――なぜ、この権力者をいさめることができないのか。

 かつては読売本社でも、渡邉の意向に従わない部門があった。読売論説委員だった前澤猛によると、それは論説委員会だったという。

 前澤は本田の2つ年上の元社会部員で、社会部の司法担当主任の後、論説委員や新聞監査委員会幹事を務めた。私もこの大先輩に話を聞いたことがあるが、背筋の伸びた知的な硬骨漢である。

渡邉の意向に沿わない者は
論説委員から外されていく

 1978年に江川卓投手の獲得をめぐって、新人ドラフト制度の間隙を突いた「空白の一日事件」が起きる。ドラフト会議前日に、巨人が江川とドラフト外入団による電撃的な入団契約を結んだのだ。

 前澤の執筆した『表現の自由が呼吸していた時代――1970年代読売新聞の論説』(コスモヒルズ)によると、読売新聞は紙面を挙げて「江川獲得」キャンペーンを展開した。論説委員会もその扱いについて討議する。委員たちはどんな論調の社説を載せるか、と悩んだのだろう。前澤はこう書いている。

〈討議の結果、「スポーツの世界は法律解釈や詭弁にとらわれず、ファンとフェアプレー精神を尊重すべきだ」という委員の多数意見に従い、江川獲得を支持するような社説は載せないことにした。

 渡邉氏は、その後、編集局長より論説委員長のポストをねらい、半年後、それが実現する。

 そして、江川事件や論説委員人事などで渡邉氏の意向や“社論”に従わなかった論説委員は、その後次々と委員会から外されていく。

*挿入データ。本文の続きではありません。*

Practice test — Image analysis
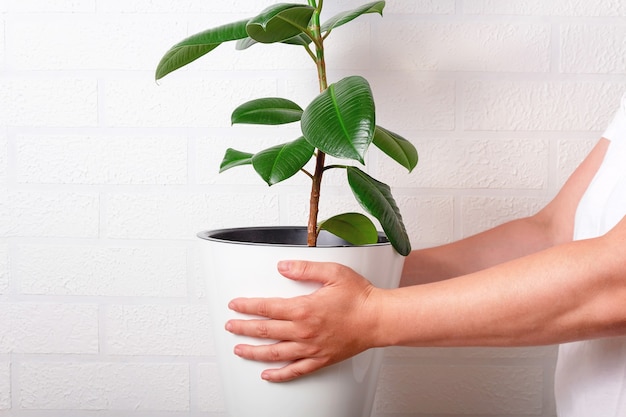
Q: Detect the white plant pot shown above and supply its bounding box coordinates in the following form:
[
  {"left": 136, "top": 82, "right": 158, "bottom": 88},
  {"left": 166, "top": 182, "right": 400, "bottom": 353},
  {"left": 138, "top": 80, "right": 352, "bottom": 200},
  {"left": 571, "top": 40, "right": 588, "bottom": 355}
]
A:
[{"left": 198, "top": 227, "right": 404, "bottom": 417}]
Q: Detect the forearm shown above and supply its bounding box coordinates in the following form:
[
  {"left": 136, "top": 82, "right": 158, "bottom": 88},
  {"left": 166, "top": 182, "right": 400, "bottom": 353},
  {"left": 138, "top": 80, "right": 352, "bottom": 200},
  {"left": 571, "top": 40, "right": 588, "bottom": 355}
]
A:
[
  {"left": 400, "top": 215, "right": 555, "bottom": 287},
  {"left": 374, "top": 227, "right": 626, "bottom": 346}
]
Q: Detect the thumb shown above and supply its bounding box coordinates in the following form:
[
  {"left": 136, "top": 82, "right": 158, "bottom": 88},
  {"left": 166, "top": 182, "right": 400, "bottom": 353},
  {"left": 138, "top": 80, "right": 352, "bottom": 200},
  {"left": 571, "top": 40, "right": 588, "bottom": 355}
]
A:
[{"left": 278, "top": 261, "right": 346, "bottom": 285}]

 論説委員会における渡邉委員長の社論決定プロセスは、それまでの会議重視とは正反対で、まったく独断的だった。渡邉委員長になると、会議の表面的な時間は長くなったが、実質的な討議は薄くなった。論調は“渡邉社論”へと急転回した〉

 私のいた子会社の巨人はどうだったか。

 以前はその巨人にも役員の列に、日本テレビ放送網会長の氏家齊一郎や読売新聞グループ本社代表取締役議長の水上健也がおり、グループ本社代表取締役社長の内山斉も元気だった。